Joana Vasconcelos: Casarão: Casa Triângulo, São Paulo, Brasil
A exposição Casarão marca o regresso de Joana Vasconcelos à Casa Triângulo, uma década depois de sua última exposição na galeria e após o êxito recente de sua participação na Bienal de Veneza. A mais jovem artista e a primeira mulher a expor no Palácio de Versalhes volta ao Brasil, seis anos depois de Contaminação, a monumental intervenção que apresentou na Pinacoteca do Estado de São Paulo.
Casarão propõe a invasão do espaço da galeria por um conjunto de animais em faiança, desenhados por um dos mais destacados artistas portugueses do séc. XIX, Rafael Bordalo Pinheiro (1846–1905). Joana Vasconcelos apropria-se de alguns animais do vasto bestiário bordaliano e apresenta-os ambiguamente protegidos, ou aprisionados/domesticados, por uma sensual malha em crochê.

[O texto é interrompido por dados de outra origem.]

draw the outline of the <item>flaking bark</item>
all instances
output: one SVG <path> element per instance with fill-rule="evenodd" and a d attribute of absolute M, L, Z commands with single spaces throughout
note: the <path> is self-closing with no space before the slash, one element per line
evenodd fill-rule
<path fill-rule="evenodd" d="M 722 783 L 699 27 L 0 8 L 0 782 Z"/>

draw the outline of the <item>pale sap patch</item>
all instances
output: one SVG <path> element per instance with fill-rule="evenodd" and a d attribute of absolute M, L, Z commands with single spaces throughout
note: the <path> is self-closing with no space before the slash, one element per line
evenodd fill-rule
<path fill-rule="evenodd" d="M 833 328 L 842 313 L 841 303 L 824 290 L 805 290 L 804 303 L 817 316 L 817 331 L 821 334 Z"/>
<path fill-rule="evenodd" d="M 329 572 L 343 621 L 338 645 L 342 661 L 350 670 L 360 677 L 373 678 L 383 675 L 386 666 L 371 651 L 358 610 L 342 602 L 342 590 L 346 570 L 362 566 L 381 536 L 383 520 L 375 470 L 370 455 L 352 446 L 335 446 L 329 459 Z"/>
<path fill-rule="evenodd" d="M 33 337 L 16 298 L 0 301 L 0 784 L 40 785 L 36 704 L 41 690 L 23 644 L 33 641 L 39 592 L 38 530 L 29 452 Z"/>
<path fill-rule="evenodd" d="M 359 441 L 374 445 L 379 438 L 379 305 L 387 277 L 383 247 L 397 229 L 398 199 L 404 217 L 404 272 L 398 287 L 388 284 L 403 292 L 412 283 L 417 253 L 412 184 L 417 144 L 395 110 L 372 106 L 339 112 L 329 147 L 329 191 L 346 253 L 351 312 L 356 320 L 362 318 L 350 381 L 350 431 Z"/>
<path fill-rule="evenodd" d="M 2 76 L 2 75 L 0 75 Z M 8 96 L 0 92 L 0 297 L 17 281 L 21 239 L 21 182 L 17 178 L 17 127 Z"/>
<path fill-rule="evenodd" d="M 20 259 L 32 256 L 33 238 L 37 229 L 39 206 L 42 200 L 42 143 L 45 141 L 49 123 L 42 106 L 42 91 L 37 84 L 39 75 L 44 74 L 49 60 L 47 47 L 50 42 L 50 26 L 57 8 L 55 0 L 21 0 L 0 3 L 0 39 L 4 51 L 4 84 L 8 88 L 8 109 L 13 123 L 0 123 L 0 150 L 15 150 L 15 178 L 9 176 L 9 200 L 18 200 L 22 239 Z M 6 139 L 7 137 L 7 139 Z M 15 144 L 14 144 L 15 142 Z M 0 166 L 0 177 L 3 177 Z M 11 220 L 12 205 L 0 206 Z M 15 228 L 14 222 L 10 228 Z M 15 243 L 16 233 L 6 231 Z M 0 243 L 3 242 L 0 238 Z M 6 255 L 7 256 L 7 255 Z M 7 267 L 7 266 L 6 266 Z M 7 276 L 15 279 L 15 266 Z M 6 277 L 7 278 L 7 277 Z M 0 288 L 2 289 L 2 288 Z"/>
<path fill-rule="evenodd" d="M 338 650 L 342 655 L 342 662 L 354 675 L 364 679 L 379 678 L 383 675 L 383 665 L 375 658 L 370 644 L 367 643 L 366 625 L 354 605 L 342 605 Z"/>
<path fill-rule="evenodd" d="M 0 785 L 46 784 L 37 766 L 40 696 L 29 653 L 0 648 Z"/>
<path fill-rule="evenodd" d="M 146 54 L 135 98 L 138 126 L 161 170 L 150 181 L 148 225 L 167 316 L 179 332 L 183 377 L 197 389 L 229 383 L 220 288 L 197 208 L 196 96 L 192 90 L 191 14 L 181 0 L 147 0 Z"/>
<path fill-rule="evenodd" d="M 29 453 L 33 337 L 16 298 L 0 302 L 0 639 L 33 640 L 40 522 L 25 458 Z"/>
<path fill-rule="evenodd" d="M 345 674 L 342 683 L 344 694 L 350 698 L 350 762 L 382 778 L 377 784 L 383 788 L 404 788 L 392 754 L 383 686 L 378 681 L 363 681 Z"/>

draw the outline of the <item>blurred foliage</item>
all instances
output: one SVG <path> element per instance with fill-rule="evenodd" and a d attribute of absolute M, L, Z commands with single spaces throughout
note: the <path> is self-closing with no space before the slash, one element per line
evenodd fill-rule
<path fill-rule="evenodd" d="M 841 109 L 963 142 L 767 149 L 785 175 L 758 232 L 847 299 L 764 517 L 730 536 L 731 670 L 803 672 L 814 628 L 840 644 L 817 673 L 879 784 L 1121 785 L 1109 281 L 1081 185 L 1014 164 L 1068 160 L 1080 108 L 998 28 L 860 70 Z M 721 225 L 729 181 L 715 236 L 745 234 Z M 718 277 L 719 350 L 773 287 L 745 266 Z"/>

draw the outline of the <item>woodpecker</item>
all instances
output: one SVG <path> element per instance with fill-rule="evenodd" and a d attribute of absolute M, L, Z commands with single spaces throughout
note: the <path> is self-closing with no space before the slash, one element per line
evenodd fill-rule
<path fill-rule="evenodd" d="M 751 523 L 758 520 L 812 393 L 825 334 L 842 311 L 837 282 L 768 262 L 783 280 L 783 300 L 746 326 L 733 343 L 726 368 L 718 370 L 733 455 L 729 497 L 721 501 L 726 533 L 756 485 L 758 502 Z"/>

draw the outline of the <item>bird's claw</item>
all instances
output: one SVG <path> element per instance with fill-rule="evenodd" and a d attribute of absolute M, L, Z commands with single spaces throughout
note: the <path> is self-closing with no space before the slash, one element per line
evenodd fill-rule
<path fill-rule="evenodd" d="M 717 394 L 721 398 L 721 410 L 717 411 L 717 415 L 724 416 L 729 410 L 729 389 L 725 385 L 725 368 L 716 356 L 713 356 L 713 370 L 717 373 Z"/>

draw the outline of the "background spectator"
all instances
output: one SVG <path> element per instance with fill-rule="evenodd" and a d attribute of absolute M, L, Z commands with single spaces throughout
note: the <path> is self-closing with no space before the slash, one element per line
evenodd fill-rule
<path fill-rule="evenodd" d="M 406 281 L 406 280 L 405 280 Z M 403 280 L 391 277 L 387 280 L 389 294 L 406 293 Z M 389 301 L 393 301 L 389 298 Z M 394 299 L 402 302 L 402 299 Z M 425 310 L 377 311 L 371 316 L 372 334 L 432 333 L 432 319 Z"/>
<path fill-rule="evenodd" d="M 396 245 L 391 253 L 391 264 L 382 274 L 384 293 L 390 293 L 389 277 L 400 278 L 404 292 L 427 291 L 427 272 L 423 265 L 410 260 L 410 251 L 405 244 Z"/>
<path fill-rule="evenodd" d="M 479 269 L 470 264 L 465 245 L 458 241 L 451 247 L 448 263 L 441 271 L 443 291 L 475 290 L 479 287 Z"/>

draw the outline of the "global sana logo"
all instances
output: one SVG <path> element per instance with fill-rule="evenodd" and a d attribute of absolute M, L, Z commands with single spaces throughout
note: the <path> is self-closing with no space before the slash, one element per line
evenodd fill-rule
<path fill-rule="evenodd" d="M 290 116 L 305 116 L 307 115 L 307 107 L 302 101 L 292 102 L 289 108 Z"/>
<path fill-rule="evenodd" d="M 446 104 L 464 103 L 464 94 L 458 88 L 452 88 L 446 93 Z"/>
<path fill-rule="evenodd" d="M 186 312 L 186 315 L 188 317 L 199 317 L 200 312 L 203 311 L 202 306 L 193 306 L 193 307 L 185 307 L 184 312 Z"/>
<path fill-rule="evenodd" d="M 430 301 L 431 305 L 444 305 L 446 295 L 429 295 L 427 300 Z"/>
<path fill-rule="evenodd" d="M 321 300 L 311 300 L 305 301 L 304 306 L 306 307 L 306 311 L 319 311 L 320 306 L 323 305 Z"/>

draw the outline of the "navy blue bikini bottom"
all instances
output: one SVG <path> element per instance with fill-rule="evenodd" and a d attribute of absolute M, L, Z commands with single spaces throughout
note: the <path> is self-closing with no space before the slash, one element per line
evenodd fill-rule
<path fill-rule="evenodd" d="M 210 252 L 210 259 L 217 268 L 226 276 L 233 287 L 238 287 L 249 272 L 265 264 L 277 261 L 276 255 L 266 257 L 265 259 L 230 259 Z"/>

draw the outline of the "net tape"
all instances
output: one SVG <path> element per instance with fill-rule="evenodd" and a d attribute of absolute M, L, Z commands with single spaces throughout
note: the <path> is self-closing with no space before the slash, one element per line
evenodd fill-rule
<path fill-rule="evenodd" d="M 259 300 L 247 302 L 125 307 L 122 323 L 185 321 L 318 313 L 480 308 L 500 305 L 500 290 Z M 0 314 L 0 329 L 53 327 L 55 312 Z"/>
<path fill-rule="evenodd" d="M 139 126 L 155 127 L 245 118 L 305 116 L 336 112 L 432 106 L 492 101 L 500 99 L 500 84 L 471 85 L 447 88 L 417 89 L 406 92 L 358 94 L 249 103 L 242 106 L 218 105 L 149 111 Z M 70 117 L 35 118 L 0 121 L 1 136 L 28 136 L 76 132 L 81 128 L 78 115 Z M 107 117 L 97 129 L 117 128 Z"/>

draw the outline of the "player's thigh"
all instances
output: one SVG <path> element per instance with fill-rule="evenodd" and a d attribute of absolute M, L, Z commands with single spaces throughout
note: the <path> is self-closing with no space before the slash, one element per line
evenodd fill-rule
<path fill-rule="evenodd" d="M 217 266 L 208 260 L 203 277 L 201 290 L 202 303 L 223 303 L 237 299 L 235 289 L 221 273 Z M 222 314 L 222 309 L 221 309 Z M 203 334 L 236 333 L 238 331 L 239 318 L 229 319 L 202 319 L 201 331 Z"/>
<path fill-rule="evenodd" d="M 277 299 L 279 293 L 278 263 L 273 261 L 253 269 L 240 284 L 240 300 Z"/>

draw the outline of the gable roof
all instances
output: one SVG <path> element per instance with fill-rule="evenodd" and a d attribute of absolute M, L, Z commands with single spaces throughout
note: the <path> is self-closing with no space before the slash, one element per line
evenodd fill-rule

Peças de banheiro compõem as obras Medusa e Água Viva. A primeira apresenta-se sob a forma de um pequeno lavatório por onde passam e atravessam extensões de inusitados volumes em crochê. Água Viva exibe dois chuveiros instalados na parede, ligados entre si por festivas mangas têxteis, suspensas como se escapassem por onde normalmente veríamos cair água. São talvez as entranhas da arquitetura ou as vísceras de nossa intimidade doméstica, metamorfoseadas em têxteis desafiadores da ordem racional do espaço arquitetônico.
Três caixas – Catuaba, Delícia, e Cravo e Canela – revestidas em azulejo, encontram-se dispostas na parede, à altura do nosso olhar, tal como pinturas que outrora se assumiam como janelas abertas ao mundo. De seu interior, irrompem volumes têxteis abstratos; formas não reconhecíveis cujos materiais, texturas e técnicas, no entanto, identificamos.
Sarabande desafia os limites entre pintura e escultura, corpo e paisagem, o figurativo e o abstrato. Através de uma exuberante moldura, de inspiração barroca, escapam coloridas formas em crochê que insinuam uma topografia acidentada ou os corpos volumosos de um inusitado universo burlesco de sentido doméstico.
O popular jogo eletrônico Tetris dá nome à série na qual a obra Aquarela se inscreve. Os volumes revestidos em azulejo, em formato de paralelepípedo, são atravessados e serpenteados por tubos e protuberâncias em crochê e tecidos variados. A rigidez da cerâmica é invadida por formas orgânicas têxteis maleáveis, num feliz encontro de opostos unidos pela cor.
Joana Vasconcelos convoca e cruza as aparentes singularidades de diferentes culturas populares, conferindo-lhes alcance universal. Casarão – título retirado da segunda novela brasileira transmitida em Portugal, nos anos 1970, na qual brilharam dois atores portugueses – oferece-nos o doméstico como espaço de encontro e confronto entre o privado e o público, masculino e feminino, artesanal e industrial, cultura popular e cultura erudita. Joana Vasconcelos é a anfitriã que nos recebe neste seu lugar tão familiar, mas ironicamente desafiador, de todas as rotinas programadas do cotidiano.